Turns out the dermatologist apparently has a bias. He’s on the board of the Peregrine Fund – a group that’s against the use of traditional lead ammunition for hunting.

The U.S. Centers for Disease Control and Prevention (CDC) did its own tests in North Dakota, establishing that consuming game harvested with traditional ammunition does not pose a human health risk. In fact, the average lead level in hunters tested was lower than that of non-hunting Americans.

The Iowa Department of Public Health agrees. It has done regular studies over the course of many years, and says, “If lead in venison were a serious health risk, it would likely have surfaced within extensive blood lead testing since 1992 with 500,000 youth under 6 and 25,000 adults having been screened.”
There is no evidence that anyone has ever had a case of elevated lead level due to eating harvested game.

Lead ammo bans are misguided because they actually hurt those they profess to help. They target the financial backbone of the North American model of wildlife conservation – the most successful model in the world.

Most people don’t know that many species have been blessed by funding from hunters using traditional lead ammunition. That’s because manufacturers pay an 11% excise tax on the sale of ammunition. Substitutes for lead will raise costs, and reduce hunter participation. Those who demonize lead ammunition propose nothing to replace that funding.

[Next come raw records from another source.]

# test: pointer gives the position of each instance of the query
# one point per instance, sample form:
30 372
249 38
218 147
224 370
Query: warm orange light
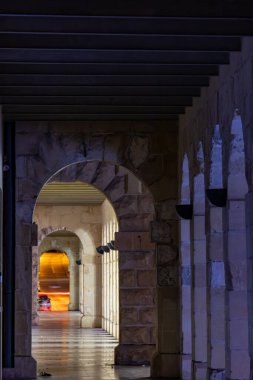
54 279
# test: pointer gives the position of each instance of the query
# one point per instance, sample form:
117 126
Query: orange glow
54 279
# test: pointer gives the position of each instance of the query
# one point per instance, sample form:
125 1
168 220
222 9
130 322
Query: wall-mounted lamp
184 211
218 197
111 245
100 250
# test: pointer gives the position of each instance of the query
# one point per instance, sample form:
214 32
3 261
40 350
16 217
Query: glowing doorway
54 279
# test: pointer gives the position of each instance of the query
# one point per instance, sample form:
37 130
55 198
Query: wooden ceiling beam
107 68
117 41
102 80
184 25
206 8
112 56
99 90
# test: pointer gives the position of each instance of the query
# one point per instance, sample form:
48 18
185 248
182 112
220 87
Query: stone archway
137 252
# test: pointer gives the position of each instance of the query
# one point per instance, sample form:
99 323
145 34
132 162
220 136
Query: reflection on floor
59 301
70 353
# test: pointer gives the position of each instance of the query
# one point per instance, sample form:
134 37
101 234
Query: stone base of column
73 307
216 374
166 366
25 368
133 354
91 321
186 360
200 370
35 319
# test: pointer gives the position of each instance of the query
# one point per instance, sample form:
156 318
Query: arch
127 205
134 206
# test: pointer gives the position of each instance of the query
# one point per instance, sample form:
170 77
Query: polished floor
67 352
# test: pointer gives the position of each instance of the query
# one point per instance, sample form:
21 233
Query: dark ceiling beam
108 56
103 80
118 41
108 68
84 117
131 25
66 109
99 100
99 90
207 8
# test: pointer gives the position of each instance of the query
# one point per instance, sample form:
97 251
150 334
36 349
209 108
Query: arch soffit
108 178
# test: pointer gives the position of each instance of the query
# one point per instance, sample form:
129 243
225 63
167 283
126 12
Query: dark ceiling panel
99 100
102 80
127 25
109 56
183 8
117 41
114 60
100 90
108 69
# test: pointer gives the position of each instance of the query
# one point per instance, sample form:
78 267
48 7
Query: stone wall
148 150
85 223
222 116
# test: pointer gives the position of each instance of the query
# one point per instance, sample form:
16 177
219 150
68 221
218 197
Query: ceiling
70 193
97 60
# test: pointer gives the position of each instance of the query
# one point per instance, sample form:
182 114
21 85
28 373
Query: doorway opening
54 281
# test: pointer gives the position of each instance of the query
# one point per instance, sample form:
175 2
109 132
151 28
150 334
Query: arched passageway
54 279
146 218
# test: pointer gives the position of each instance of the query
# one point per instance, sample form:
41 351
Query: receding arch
53 149
134 209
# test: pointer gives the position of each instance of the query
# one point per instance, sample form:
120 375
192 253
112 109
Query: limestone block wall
221 120
85 222
110 272
94 152
1 200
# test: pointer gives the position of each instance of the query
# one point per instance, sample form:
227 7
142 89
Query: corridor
67 352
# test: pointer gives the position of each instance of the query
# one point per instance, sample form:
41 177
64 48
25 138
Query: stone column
166 361
199 282
249 224
237 353
216 295
73 286
186 309
35 273
137 298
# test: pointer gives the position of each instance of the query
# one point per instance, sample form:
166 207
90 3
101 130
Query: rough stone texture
81 153
166 253
225 166
163 232
129 354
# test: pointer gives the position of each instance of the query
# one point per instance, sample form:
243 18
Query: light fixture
100 250
111 245
218 197
184 211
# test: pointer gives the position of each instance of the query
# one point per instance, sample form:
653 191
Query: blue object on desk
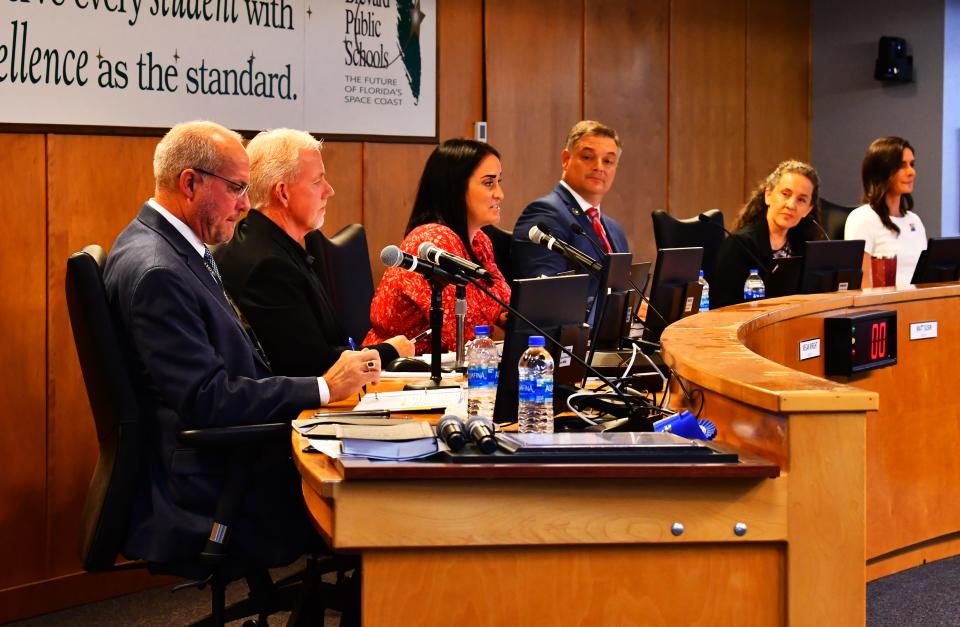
686 425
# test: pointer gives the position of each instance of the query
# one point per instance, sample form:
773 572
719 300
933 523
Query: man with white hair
267 269
195 366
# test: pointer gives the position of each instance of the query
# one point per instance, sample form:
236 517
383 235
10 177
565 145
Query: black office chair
834 218
345 268
501 239
116 479
670 232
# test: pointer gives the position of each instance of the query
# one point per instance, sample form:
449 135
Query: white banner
346 67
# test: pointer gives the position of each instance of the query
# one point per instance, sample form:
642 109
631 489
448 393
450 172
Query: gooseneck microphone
393 257
450 430
540 234
450 262
481 432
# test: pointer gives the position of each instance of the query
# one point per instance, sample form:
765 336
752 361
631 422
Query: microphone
481 432
393 257
451 263
705 220
450 430
540 234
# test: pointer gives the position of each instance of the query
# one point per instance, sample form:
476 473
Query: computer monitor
832 265
675 292
612 319
555 304
940 262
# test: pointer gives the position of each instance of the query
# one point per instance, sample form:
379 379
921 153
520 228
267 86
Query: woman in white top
886 221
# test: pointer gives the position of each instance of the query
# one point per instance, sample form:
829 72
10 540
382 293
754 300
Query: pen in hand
421 334
353 347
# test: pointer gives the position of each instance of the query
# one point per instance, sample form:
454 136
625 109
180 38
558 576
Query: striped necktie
594 214
214 271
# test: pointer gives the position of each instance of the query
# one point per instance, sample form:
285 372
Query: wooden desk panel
911 514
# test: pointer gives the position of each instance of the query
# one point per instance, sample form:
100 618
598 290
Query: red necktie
594 214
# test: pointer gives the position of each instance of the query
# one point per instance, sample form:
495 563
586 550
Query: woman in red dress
459 193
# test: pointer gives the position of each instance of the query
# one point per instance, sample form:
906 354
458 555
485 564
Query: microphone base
430 384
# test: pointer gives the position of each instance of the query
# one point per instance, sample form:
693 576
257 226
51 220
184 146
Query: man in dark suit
589 161
195 366
268 271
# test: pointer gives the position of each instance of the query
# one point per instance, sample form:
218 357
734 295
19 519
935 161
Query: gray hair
195 144
275 157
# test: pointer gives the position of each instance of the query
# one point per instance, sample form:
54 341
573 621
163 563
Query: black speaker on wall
893 64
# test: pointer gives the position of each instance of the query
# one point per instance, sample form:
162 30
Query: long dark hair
442 195
883 159
756 208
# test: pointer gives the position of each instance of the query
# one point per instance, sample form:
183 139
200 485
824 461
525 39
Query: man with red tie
572 210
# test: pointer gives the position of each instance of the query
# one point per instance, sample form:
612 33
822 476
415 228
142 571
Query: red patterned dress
401 305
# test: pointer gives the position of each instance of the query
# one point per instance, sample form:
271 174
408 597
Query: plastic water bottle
753 288
482 370
704 294
535 409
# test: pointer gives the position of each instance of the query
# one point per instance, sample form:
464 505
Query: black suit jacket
749 248
194 366
276 285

It’s not just game species that benefit from hunters’ dollars. The recovery of the bald eagle is a truly wonderful conservation success story, thanks to hunters’ taxes. Abundant and healthy prey animal populations have contributed to abundant and healthy populations of raptors.

Lead bullets are safe. They don’t disrupt this elementary relationship between prey and predator, nor do they expose anyone to the danger of lead poisoning. Every proposal to ban them is just another attempt to restrict the use of firearms.